Property Based Testing with Regular Expressions

python
testing
Published

July 2, 2021

Property based testing is a really useful technique where you state a property about your code and then verify it with random data. The difficulty is generating good random data that will thoroughly exercise your code. For text data you can do this by generating text, in particular with regular expressions.

While you could easily do this with hypothesis from_regex strategy you could roll your own with Hypothesis and the library rstr as follows:

from hypothesis.strategies import composite, randoms
from rstr import Rstr

@composite
def text_from_regex(draw, regexp):
    random = draw(randoms())
    return Rstr(random).xeger(regexp)

I came up with this when I had a tricky regex to try to parse salary expressions from strings. I found a particular case where the regex returned something that wasn’t a number and raised an error when it tried to get a float.

The first thing I tried was to generate random text to reproduce the error:

from hypothesis import given, strategies as st

@given(text())
def test_extract_salary_types(text):
    salary_range = extract_salary(text)

But it couldn’t reproduce the error, even after tens of thousands of test cases because it wasn’t generating the right kind of text. I also tried Crosshair to find a failing case but it also failed to (maybe because it’s hard to parse the regex).
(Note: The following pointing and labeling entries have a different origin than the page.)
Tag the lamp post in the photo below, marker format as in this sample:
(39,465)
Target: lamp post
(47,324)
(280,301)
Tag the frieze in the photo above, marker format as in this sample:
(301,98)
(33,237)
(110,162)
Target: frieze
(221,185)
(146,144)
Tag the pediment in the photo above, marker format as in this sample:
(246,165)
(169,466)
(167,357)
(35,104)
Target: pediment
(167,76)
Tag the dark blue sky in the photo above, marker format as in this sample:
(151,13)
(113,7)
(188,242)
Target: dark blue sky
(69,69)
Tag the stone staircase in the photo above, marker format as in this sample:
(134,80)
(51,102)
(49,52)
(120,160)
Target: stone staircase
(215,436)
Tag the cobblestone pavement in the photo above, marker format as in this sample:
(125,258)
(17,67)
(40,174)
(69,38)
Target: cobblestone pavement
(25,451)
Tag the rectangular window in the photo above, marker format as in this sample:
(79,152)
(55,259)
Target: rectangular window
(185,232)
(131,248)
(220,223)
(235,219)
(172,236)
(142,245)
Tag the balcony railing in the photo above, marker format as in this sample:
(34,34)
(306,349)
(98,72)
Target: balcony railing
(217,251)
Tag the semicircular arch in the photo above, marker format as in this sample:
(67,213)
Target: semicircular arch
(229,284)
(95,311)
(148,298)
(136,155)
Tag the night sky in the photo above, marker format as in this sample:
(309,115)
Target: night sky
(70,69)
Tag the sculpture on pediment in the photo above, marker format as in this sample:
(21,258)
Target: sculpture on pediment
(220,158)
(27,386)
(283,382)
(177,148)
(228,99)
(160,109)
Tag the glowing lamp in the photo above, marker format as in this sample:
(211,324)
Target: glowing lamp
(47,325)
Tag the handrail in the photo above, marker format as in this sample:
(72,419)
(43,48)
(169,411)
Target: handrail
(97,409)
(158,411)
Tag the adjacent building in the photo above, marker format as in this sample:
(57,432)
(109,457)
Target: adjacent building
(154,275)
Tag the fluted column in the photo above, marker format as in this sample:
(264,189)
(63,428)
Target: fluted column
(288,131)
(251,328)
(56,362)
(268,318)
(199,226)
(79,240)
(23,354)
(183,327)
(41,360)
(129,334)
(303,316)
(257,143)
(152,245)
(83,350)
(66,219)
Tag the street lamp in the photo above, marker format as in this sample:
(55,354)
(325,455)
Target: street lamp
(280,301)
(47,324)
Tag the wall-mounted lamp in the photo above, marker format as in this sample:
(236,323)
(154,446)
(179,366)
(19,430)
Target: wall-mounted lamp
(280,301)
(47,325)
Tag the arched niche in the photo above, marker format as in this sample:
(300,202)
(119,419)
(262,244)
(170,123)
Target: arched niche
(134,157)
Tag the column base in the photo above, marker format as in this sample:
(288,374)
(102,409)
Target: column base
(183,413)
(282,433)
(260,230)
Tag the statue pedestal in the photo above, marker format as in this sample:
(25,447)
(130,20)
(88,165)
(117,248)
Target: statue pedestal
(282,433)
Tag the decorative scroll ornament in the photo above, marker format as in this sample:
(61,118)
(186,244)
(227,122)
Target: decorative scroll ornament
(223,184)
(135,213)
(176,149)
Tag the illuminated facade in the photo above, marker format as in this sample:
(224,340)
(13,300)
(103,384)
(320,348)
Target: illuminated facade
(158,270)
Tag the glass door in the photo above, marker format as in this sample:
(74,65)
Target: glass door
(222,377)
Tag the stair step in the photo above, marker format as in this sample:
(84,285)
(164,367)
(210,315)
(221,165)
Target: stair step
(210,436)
Then I realised the regex I was using to parse would be a good hint on the kinds of things to try. I found two libraries that can generate text from regex rstr and exrex, and the former seemed easier to plug into Hypothesis (but exrex looks interesting because it can generate cases in increasing complexity, which would be good for shrinking).

As part of my expression I had a blacklist of things I tried to exclude from the regular expression (BLACKLIST_RE) and so tried this:

@given(text_from_regex(regexp=rf"([\$£€\d\w\s-]|{BLACKLIST_RE})*"))
def test_extract_salary_types(text):
    salary_range = extract_salary(text)

This immediately came up with a counterexample 0a0m.

This seems to be an interesting way to generate targeted examples to test your code against. You could take this even further by generating text from a grammar using the Hypothesis Lark extension. In another direction you could use a language model trained on examples of your data, such as an n-gram language model, Hidden Markov Models or deep language models like BERT, ULMFiT or ELMO (and this is close to the ideas in checklist and textattack).